Early in his law-enforcement career he’d become familiar with the gap between his work life and home life. Now, with the Lerman murders on one side and Madeleine’s pastoral plans on the other, the gap seemed more like a canyon.
IT WAS NEARLY six when he reached the point where the town road ended and their property began. The dim light of the November dusk had faded into darkness. He parked beside the black mass of the barn, got out, and switched on his phone’s flashlight app.
A spare key to the barn door was located under one of the flat rocks placed there to keep the weeds down. Inside, he was greeted by the familiar barn smell—a combination of sawn wood and faint remnants of the gasoline he had spilled the previous week, getting the snowblower ready for winter.
As he turned his phone light toward the stack of lumber where he dimly recalled storing the fence posts, another light caught his eye—a thin line of it at the base of the closed door to his tool room—the same room where a few days earlier he had found the light on and one of the windows ajar. He remembered turning the light off the last time he was in there. There was no reason for Madeleine to have been in there since, and even if she had been, she was religious about turning off lights.
He opened the door and took a good look around the room. Seeing nothing unusual or out of place, he switched off the light, locked up the barn, and returned to the car. Instead of driving immediately up to the house, he sat there for a while, pondering the peculiarity of the light. Three possible explanations occurred to him. The first was a loose wire in the fixture or in the switch. He made a mental note to check that out. The second was someone getting in through one of the barn windows, not all of which were lockable, and turning on the light as part of a nasty game aimed at disconcerting him. The third, equally troubling, was that his memory of having turned the light off the last time he was in the barn was a false memory.

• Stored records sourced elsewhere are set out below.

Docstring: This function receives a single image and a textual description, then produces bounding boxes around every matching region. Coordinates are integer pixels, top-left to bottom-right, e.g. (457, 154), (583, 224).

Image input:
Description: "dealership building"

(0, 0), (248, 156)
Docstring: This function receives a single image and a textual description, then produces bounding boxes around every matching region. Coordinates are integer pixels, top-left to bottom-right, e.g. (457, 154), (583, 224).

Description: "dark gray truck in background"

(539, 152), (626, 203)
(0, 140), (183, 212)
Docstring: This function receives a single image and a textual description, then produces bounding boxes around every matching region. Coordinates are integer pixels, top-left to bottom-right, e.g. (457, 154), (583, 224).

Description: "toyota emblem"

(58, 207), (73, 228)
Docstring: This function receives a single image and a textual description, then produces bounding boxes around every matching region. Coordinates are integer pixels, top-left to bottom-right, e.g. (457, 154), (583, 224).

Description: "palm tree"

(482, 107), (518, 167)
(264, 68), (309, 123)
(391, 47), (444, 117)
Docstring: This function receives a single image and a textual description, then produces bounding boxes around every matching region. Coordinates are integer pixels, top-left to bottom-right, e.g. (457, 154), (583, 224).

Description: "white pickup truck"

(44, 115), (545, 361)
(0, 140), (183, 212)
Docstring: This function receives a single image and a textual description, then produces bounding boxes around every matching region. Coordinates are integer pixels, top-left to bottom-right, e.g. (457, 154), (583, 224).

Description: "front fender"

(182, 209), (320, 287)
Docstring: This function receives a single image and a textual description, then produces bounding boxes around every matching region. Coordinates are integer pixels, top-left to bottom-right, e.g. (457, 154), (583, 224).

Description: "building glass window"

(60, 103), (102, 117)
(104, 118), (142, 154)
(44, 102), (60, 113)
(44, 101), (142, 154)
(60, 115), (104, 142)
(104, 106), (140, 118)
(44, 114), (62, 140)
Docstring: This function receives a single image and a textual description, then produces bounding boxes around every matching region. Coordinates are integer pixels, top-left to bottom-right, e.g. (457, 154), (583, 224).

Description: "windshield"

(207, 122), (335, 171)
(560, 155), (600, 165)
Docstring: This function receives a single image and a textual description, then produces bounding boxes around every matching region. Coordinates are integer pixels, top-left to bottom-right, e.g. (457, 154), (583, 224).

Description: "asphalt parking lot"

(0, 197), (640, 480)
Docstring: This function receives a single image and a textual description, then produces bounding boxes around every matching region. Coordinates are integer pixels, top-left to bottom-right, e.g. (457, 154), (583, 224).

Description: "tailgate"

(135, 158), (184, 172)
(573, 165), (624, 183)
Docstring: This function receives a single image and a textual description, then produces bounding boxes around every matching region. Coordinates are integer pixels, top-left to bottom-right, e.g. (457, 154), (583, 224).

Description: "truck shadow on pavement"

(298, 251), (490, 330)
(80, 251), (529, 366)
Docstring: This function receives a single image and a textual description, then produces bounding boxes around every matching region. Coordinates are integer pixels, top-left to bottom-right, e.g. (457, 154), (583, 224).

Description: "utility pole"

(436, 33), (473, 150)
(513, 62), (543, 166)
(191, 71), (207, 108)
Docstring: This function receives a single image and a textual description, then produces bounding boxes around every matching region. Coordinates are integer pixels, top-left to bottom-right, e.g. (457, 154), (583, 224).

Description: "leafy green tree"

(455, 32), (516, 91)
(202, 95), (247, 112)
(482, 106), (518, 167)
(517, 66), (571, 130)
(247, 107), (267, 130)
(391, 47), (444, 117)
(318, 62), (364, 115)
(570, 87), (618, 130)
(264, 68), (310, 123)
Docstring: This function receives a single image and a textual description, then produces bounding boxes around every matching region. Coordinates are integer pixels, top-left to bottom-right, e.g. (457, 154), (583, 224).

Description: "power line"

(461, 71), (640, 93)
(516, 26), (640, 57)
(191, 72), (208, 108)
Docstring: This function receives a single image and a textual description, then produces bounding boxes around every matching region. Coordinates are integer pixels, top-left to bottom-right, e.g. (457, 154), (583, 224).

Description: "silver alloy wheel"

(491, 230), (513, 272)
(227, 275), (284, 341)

He could learn to live with certain physical limitations, even episodes of pain, but mental limitations were a different matter. If he couldn’t trust his perceptions and recollections . . . the very thought of that sent a shiver through him.
39
AFTER PUTTING THE RICE ON AND TAKING THE SCALLOPS out of the freezer, Gurney was at his laptop in the den. He heard the side door out by the mudroom opening and shutting.
A minute later, Madeleine came into the den, smiling.
“Thanks for getting the rice going. I’ll run some water over the scallops to hurry the defrosting along. But first, I have to tell you about the alpacas. Actually, when they’re young, they’re called crias. They’re amazing. You should see their—” She stopped, noting the expression on his face. “What’s wrong?”
“Have you been in the barn recently?”